3.2 Argument extraction

There have been a variety of attempts aimed at automated extraction of argumentation structure of text and its constituents. Clearly the identification of statements of legal principle and evidence tied to a citation in a decision is relevant to the presentation of the overall legal argument. However, argumentation structure is a larger scale matter within which we can locate our specific study.

The methodologies employed by such studies often rely on extraction and further analysis of linguistic information that is available within the text. One of the relatively recent successful examples of argumentation extraction methodology can be argumentation zoning. This approach is based on the assumption that the argumentation structure can be presented as a combination of rhetorical zones that are used to group the statements according to their rhetorical role. This approach was initially used for scientific reports (Teufel et al. 1999, 2009). Hachey and Grover (2006) used argumentation zoning to create summaries for common law reports. Note that argumentative zoning, both for science (Teufel et al. 1999) and for law (Hachey and Grover 2006), is very much aimed at capturing the argumentation used by the author of that paper or judgement. All sentences summarising previous papers or judgements are annotated as a single category (OTHER (Teufel et al. 1999) or PROCEEDINGS (Hachey and Grover 2006). Our work differs in that we aim to mine descriptions of previous judgements for facts and principles. With respect to the methodology used for automatic classification of sentences, both these studies rely on manually constructed linguistic knowledge bases (e.g. a categorisation of cue phrases used in science and regular expressions for matching them (Teufel et al. 1999), or specially developed Named Entity Tools to identify judges, appellants, respondents, etc. (Hachey and Grover 2006), and report acceptable results for most of the categories, with some categories performing better than others.

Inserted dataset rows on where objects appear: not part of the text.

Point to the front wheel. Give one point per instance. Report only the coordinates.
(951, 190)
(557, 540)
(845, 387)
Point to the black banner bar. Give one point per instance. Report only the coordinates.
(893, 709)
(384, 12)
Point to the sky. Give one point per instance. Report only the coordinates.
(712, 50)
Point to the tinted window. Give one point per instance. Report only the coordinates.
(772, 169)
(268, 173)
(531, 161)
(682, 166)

We do not rely on such manually developed resources, and restrict ourselves to linguistic features derived from the sentences themselves. We do, however, follow these studies closely in the methodology used to manually annotate our corpus and report agreement between annotators.

An approach similar to argumentation zoning was taken by Farzindar and Lapalme (2004) to develop a scheme for identification of argument structure of Canadian case law and Kuhn (2010) to analyse the structure of German court decisions. A methodology relying on manual annotation of discourse structures and in that respect similar to argumentation zoning was used by Wyner (2010) to detect case elements such as case citation, cases cited, precedential relationships, names of parties, judges, attorneys, court sort, roles of parties (i.e. plaintiff or defendant), attorneys, and final decision. Whilst the methodology developed does not aim to fully reconstruct argumentation structure, the information obtained during the study can be used as a part of a wider application.

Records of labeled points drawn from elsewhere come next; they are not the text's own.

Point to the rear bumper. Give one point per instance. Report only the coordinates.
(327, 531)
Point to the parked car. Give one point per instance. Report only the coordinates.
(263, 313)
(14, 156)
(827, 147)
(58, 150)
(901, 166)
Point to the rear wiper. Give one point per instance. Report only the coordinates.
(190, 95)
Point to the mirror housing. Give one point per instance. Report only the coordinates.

Wyner et al. (2010) conducted a study aimed at identification of argumentation parts with the use of context-free grammars. Similar to Jackson et al. (2003) the study reports the following difficulties with identifying argumentation structures in legal texts: “(a) the detection of intermediate conclusions, especially the ones without rhetorical markers, as more than 20% of the conclusions are classified as premises of a higher layer conclusion; (b) the ambiguity between argument structures.” The results reported are as follows: premises—59% precision, 70% recall; conclusions—61% precision, 75% recall; non-argumentative information—89% precision, 80% recall.

The methodology of applying statistical tools over annotated corpus was employed by Moens et al. (2007) to automatically detect sentences that are a part of the legal argument. The study achieved 68% accuracy for legal texts. Ashley and Walker (2013) aimed to extract “argumentation-relevant information automatically from a corpus of legal decision documents” and “build new arguments using that information”.

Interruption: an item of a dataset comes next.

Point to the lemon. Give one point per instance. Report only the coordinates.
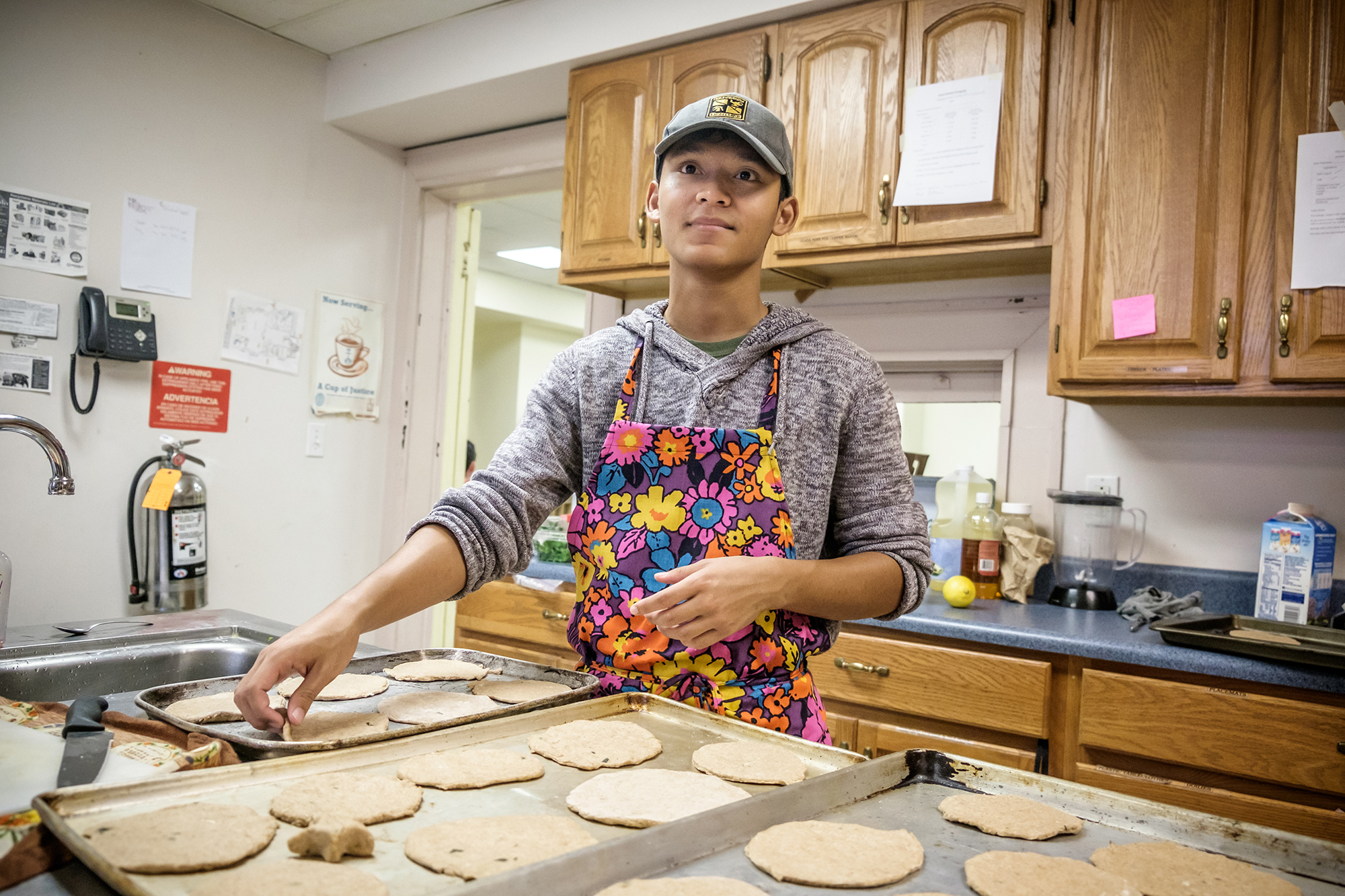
(960, 591)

A related, important distinction that should be made with regard to legal argumentation is the idea that the cited legal principles can be classed as ratio or obiter. As defined by Raz (2002): “ratio decidendi can be understood as those statements of law which are based on the facts as found and upon which the decision is based.” Statements that are usually included into obiter class are dissenting statements and statements that are “based upon either nonexistent or immaterial facts of the case” (Raz 2002). From the point of view of law the main difference between ratio and obiter is that the former is binding, while the latter only possesses persuasive powers. Branting (1994a) tried to automatically identify and extract ratio. Plug (2000) tried to identify obiter statements. However, the distinctions between ratio or obiter will not be used as a part of this work.

4 Manual annotation study

The manual annotation study focused on annotating the gold standard corpus and evaluating the annotation methodology to confirm that the defined categories could be reliable distinguished by human annotators based on written guidelines. This gold standard corpus is then used for the machine annotation study in Sect. 5. Two annotators were used for the purposes of the manual annotation agreement study: Annotator 1 and Annotator 2. Annotator 1 has legal training and Annotator 2 does not. All manual annotation was performed in GATEFootnote 3, a widely used text analysis tool.

4.1 Method

The corpus for the gold standard was compiled from 50 common law reports that had been taken from the British and Irish Legal Institute (BAILII) website in RTF format. Most reports used for this study only provided the leading opinion and were narrated by the court in the form of monologue speech. The topics that were covered by the selected reports were related to civil matters, mainly issues covered by contract, trust and property law.Footnote 4 The length and structure of reports varied, which was most often defined by the complexity of the matter: longer and more complicated cases often had more sections. As reported by GATE Sentence Splitter (GATE 8.0.), the full corpus contained 1211012 tokens (or words) and 22617 sentences which included headings and other units that didn’t form full sentences from grammatical point of view. Most reports had a section on the top introducing the court, the parties, legal representatives, case number etc. It was often the case that the legal situation was presented in the introduction and that the legal analysis was in the middle of the report. However, the reports did not follow a universal format. Conclusions were often short and situated at the end of the report. Case law citations are used to support legal argumentation and are therefore referred to as a part of legal analysis. For that reason they were rarely found in introduction or conclusion.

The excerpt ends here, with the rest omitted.